But in January 2023, he received an SMS from the South African Social Security Agency (SASSA) alerting him that his cellphone number had been changed. After getting this message, he did not receive monthly grant payments again.
He has tried several times to report the fraud to SASSA via email. Each time he is told that his case has been escalated. It is now a year later and Nxumalo has still not been helped. He is one of many people who have complained to GroundUp in recent weeks, claiming they have been defrauded and no longer receive the R350 grant.
Nxumalo has been relying on donations from relatives and doing piece jobs to survive.
Elizabeth Raiters, who heads up the social grant help desk at #PayTheGrants, says she has received hundreds of similar complaints from people across the country.
Raiters says SASSA’s response to initial reports of unauthorised cell number changes has been to prohibit recipients from changing their numbers online. Recipients have to phone SASSA’s help desk. They are then sent an OTP to the cell number currently registered on the SASSA system, to authorise the change. But for beneficiaries such as Nxumalo who have had their cell numbers taken over by possible fraudsters, this process is futile.
Raiters says in addition to the unauthorised cell number changes, #PayTheGrants has noticed that new applicants for the R350 grant who turned 18 in 2023 had discovered their ID numbers were already in use, preventing them from accessing the grant.
SASSA spokesperson Paseka Letsatsi told GroundUp that SASSA’s fraud unit is battling with capacity constraints and a high volume of cases regarding the R350 SRD grant.
The number of SRD grant beneficiaries varies between 7.5-million and 8.5-million as recipients are subjected to monthly means tests.
Letsatsi said the SRD grant has been the “fastest growing grant in the history of social assistance in the country”, placing a massive burden on SASSA to administer it and prevent fraud.

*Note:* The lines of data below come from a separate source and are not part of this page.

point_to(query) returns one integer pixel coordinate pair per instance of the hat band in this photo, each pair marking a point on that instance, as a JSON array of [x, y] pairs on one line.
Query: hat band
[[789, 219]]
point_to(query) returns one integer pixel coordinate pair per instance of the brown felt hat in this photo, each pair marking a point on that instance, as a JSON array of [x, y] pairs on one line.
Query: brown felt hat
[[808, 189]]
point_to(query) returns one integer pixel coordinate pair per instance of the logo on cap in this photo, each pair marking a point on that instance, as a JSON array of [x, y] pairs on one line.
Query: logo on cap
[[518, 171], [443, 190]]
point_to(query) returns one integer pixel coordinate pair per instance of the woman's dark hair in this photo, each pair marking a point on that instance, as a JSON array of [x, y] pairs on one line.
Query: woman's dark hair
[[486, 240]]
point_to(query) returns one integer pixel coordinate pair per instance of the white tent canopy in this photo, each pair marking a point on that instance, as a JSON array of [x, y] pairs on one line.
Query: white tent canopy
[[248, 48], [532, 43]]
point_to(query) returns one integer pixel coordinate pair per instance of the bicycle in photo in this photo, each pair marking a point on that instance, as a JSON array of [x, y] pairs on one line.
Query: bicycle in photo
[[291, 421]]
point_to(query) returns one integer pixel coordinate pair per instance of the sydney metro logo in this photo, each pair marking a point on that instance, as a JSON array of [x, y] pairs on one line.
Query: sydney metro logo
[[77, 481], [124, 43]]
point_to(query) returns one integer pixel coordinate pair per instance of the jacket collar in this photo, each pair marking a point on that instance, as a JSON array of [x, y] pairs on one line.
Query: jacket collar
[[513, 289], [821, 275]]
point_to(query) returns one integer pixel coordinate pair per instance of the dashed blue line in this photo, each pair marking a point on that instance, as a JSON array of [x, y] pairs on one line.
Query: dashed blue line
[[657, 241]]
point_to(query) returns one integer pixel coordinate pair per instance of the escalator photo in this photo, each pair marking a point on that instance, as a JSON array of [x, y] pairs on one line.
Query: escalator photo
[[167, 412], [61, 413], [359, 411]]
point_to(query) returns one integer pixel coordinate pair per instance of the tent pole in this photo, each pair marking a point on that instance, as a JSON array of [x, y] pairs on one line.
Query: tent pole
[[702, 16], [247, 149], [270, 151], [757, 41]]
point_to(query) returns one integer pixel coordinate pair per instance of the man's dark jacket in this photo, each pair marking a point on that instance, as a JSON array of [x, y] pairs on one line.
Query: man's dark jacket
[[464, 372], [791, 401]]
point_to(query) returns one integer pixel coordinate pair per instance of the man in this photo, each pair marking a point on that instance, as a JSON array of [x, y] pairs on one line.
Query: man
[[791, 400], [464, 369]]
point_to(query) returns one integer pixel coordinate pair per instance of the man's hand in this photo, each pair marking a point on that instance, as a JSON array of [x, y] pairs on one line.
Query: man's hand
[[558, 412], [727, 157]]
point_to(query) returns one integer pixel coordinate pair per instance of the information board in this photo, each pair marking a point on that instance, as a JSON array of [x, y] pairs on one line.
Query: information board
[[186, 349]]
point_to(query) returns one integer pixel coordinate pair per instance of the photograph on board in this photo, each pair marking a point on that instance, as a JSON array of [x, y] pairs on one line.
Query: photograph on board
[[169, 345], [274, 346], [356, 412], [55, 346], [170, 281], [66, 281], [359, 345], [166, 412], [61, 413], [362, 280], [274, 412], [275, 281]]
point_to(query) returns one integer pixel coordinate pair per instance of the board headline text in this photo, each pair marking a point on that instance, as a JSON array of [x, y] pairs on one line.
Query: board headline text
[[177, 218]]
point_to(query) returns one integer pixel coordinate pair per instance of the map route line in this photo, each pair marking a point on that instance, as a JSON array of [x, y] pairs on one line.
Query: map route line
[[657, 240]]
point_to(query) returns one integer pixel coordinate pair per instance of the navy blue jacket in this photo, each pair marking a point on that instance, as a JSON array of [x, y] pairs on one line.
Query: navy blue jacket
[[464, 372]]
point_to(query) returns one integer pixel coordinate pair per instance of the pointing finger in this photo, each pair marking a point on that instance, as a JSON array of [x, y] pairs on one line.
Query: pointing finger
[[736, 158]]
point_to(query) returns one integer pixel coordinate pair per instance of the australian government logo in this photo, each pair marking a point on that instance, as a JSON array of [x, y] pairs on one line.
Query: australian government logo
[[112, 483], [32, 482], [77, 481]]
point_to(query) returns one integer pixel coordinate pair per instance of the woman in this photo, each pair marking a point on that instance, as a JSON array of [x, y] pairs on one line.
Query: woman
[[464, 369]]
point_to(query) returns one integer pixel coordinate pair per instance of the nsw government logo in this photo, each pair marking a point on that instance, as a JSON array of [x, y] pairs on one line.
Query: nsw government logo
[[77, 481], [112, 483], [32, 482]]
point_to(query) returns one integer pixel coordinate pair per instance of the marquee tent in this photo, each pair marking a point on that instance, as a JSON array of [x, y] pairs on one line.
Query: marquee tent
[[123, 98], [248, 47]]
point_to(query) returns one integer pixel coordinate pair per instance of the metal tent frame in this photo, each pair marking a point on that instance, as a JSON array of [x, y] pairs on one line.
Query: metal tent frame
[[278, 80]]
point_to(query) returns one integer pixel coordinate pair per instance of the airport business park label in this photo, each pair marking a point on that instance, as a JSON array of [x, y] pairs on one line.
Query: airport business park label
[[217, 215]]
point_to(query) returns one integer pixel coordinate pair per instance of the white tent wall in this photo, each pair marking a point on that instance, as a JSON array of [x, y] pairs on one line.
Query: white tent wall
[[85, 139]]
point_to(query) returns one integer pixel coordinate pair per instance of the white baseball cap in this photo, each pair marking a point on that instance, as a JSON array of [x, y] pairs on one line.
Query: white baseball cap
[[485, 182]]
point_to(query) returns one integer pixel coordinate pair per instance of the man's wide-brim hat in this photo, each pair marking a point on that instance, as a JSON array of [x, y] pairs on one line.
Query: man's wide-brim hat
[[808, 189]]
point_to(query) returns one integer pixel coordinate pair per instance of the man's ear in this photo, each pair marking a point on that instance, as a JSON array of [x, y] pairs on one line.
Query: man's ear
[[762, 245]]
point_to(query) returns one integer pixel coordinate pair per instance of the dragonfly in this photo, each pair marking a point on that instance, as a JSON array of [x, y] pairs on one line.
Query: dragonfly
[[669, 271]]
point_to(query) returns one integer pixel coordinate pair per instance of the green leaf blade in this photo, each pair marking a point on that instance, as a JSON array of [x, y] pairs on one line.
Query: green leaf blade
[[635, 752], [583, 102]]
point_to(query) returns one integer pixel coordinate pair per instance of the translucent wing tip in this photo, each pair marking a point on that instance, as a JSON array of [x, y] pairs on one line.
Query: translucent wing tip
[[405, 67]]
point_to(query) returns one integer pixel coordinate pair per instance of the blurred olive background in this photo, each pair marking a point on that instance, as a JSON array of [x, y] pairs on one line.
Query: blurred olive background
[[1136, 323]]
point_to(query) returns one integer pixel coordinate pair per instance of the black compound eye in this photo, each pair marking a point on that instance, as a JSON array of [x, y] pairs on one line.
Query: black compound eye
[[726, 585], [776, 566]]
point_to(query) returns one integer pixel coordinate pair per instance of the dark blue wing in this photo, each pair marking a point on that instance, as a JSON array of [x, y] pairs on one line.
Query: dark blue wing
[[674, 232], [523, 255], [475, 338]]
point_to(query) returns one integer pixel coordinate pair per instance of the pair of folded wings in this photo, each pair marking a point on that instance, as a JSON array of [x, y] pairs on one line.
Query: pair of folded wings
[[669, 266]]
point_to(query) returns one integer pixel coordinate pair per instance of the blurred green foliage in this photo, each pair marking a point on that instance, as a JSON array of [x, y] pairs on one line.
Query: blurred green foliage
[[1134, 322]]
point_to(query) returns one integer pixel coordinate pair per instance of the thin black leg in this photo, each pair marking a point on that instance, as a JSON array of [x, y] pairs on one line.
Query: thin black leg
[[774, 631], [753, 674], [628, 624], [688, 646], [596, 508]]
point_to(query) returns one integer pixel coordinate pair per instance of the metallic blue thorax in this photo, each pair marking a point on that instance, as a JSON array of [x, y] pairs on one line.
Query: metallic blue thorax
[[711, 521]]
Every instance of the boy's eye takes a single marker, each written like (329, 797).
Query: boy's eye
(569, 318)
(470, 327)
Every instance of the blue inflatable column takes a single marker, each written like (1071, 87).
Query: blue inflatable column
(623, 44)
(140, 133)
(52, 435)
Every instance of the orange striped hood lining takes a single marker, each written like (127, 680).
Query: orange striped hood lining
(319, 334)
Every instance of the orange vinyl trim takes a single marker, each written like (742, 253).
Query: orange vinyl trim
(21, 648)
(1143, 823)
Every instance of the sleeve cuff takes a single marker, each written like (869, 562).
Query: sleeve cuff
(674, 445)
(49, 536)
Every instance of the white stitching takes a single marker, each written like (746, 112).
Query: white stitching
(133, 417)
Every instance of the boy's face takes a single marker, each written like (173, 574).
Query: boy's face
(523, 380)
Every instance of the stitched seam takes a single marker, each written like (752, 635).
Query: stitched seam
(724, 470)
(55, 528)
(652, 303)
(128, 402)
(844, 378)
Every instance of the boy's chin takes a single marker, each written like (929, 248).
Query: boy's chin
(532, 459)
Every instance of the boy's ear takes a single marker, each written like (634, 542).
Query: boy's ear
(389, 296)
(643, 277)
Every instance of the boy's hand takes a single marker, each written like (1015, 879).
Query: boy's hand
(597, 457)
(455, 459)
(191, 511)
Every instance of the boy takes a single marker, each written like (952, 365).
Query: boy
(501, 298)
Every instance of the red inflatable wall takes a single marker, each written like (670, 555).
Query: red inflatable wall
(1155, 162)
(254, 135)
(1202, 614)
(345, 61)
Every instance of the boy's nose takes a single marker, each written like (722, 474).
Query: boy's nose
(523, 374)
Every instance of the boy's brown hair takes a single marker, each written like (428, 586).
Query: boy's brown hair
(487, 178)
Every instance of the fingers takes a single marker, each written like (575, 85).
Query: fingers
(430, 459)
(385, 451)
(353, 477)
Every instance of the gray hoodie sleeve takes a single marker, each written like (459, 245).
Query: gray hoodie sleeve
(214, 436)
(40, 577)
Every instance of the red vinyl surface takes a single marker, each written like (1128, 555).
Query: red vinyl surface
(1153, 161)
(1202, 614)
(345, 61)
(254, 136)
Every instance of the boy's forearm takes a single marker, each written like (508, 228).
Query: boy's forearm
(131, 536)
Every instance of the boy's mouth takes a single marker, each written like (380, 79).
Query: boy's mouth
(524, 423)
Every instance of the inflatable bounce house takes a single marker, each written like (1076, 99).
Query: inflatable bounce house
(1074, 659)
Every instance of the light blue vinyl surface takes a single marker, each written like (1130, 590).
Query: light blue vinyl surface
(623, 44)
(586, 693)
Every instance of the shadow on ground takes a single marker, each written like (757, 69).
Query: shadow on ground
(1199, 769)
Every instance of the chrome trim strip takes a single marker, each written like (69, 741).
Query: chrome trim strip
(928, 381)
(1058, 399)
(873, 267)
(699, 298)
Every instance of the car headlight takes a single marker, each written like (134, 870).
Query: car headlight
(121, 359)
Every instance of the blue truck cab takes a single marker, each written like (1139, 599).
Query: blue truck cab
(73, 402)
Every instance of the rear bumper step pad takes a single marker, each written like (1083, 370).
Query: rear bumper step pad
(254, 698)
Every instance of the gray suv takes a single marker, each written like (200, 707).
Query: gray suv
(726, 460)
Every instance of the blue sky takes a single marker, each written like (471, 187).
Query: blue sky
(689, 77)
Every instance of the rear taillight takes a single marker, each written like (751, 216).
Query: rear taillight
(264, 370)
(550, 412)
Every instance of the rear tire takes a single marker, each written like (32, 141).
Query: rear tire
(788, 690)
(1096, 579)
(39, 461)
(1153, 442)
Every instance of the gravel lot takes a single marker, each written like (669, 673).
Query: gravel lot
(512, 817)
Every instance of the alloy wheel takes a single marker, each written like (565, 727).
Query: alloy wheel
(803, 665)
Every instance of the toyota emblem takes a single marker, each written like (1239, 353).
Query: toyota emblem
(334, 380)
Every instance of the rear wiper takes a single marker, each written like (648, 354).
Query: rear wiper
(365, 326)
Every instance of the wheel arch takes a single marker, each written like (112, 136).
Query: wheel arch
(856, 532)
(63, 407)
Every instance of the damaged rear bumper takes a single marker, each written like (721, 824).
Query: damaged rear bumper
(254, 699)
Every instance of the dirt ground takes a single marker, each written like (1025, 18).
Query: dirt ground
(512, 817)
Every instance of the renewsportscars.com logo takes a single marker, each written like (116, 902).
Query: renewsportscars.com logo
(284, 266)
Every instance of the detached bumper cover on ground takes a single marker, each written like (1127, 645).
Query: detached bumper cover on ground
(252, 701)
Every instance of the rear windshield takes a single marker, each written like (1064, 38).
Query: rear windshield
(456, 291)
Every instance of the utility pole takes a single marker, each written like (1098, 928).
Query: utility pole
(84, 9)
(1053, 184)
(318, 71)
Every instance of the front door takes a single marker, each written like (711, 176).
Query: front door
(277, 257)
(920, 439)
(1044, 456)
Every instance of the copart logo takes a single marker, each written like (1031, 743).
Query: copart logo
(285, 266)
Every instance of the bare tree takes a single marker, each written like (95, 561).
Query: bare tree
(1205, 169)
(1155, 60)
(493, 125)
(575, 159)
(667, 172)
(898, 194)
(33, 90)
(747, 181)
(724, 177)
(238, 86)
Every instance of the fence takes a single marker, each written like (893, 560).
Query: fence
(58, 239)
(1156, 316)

SASSA is developing facial recognition software to strengthen the identity verification process for the grant, Letsatsi said. The software is expected to be implemented within the 2024/2025 financial year.
Letsatsi did not respond to questions about Nxumalo’s individual fraud case by the time of publication but said SASSA’s fraud department has been prioritising cases of fraud committed by government employees.